Bahrain intensifies crackdown on dissident Journalists

Bahrain intensifies crackdown on dissident Journalists

A Bahraini court has ordered the arrest of award-winning reporter Nazeeha Saeed as Manama regime intensifies its crackdown on dissident Journalists.

 Thousands of anti-regime protesters have held demonstrations in Bahrain on an almost daily basis ever since a popular uprising began in the country in mid-February 2011.

They are demanding that the Al Khalifah dynasty relinquish power and allow a just system representing all Bahrainis to be established.

Manama has gone to great lengths to clamp down on any sign of dissent. On March 14, 2011, troops from Saudi Arabia and the United Arab Emirates were deployed to assist Bahrain in its crackdown.
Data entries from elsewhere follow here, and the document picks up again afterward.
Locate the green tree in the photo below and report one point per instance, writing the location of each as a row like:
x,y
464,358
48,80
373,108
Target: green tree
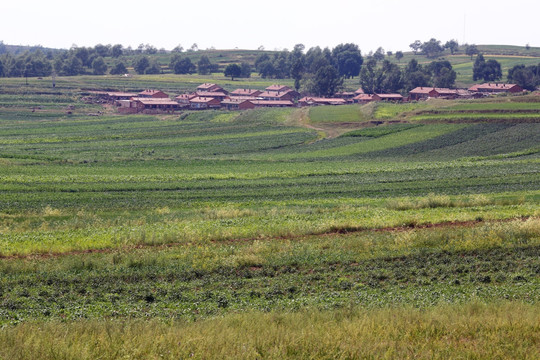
x,y
442,74
379,54
204,66
99,66
452,45
415,75
117,50
347,59
327,81
102,50
432,48
416,46
471,50
141,64
119,68
153,69
72,66
233,70
184,66
246,70
371,77
478,67
492,70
Scores of people have lost their lives and hundreds of others sustained injuries or got arrested as a result of the Al Khalifah regime’s crackdown.
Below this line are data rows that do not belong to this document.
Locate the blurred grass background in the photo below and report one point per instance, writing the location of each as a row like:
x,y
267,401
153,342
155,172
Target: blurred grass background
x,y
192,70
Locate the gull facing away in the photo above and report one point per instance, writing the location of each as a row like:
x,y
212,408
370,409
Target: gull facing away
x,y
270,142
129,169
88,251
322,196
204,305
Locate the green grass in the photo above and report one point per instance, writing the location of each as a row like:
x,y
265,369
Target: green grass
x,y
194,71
Bahrain’s Al Khalifah regime intensified its crackdown on dissident journalists in 2016, which culminated in the closure of the last independent Bahraini newspaper, al-Wasat.

Meanwhile, a Bahraini court has ordered the arrest of award-winning reporter Nazeeha Saeed, who works for the France 24 television network and the Arabic-language Monte Carlo Doualiya radio.

Saeed said in a tweet on Sunday that Bahrain’s Court of Cassation has rejected her appeal against a May ruling that fined her $3,000 and ordered her arrest until the fine is paid.

Back in May, a Bahraini court convicted Saeed and fined her for working for foreign media outlets without a permit.

The Bahraini authorities had in June 2016 refused to renew Saeed’s accreditation and banned her from leaving the country.

Amnesty International and Reporters Without Borders have condemned the conviction of Saeed, urging the reversal of the May ruling.

According to RSF, Bahrain holds 14 journalists and citizen-journalists in its jails for broaching sensitive subjects.